I also remember being on a trip to Europe, my mother's last treat to herself before she was no longer able to travel or experience life. On the trip, my brothers and I did what we always did, and fought with one another in the backseat of the car. My mother asked my dad to pull over and we did. She sat on a tree branch and cried, telling us that we were ruining her special trip to Europe. I felt terrible, as I still do today, knowing that this really was her last hurrah.

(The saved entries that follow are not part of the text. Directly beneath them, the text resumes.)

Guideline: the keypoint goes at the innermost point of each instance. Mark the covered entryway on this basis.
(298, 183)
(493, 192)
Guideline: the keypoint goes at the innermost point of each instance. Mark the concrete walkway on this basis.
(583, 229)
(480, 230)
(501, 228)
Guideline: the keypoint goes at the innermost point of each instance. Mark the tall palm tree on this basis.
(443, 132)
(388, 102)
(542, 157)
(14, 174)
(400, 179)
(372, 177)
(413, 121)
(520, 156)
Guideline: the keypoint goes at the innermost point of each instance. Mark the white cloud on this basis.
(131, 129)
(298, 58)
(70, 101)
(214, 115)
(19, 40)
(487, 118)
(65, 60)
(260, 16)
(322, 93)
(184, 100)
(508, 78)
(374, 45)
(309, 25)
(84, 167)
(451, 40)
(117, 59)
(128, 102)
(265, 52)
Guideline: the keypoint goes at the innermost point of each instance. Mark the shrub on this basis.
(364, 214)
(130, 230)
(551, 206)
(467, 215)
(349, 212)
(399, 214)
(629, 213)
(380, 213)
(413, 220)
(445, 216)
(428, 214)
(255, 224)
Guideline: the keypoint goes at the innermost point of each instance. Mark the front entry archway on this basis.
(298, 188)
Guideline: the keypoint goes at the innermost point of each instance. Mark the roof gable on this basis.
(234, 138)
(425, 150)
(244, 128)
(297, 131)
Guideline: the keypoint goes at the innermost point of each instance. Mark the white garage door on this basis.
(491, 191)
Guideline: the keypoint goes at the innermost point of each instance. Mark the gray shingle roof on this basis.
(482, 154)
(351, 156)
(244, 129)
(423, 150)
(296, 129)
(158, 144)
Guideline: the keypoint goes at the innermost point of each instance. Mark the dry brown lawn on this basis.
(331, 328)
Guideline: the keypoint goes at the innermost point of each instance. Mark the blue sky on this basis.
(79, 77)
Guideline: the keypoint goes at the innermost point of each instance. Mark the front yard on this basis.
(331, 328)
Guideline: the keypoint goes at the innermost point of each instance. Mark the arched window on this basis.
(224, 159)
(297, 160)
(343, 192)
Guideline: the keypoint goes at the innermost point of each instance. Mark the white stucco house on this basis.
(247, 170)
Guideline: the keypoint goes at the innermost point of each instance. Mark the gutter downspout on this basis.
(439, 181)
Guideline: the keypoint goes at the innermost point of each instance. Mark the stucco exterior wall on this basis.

How does all this guilt relate to Russian history? I cannot say. I digressed. I began this blog post intending to comment on the brilliantly titled memoir, My Life as a Russian Novel, by the Frenchman, Emmannuelle Carrerre, which I guiltily discovered at Borders fire sale. The book is Carrerre's attempt to analyze his own crippled love life in the context of a Russian expedition and a Georgian-Russian ethnic and cultural heritage. The book is well-written and honest, but amazingly egotistical and therefore uninteresting: after all, how rare are egotists in one's everyday life?

Disliking the book, I remain impressed with its title. Clearly, Carrerre's life isn't a Russian novel. The life is not intellectual, philosophical, political, or, most importantly, guilt-ridden. It's dark--it opens with the author tracking a Hungarian soldier who stopped speaking and lived anonymously in a Russian mental ward for five decades, and it ends with a double murder and suicide (of the author's documentary film subject and her young son, and the author's cousin, respectively), but it's not really about guilt.

The true Life as Russian Novel is all about guilt. Members of the Russian intelligentsia were obsessed with guilt. They understood that their privileged lives, and the very structure of their state and society, was founded on inequality, oppression, serfdom, the legacy of unfree labor, or indeed on what Marx and his followers would come to call "wage slavery." They dreamed of expiation and redemption, both political and personal. Dostoevsky's Crime and Punishment, the ultimate Russian novel, is all about a Russian intellectual's attempt to overcome the very condition of guilt by killing an old woman and learning to live without guilt in the wake of this brutal crime. The novel's Christian ending of forgiveness and absolution is nothing like Carrere's decidedly unphilosophical look at love, insecurity, and jealousy. But so too are almost all other Russian novels. One wonders how damaging guilt can be. Would Lenin have been possible if the nation hadn't read so many guilt-infused novels?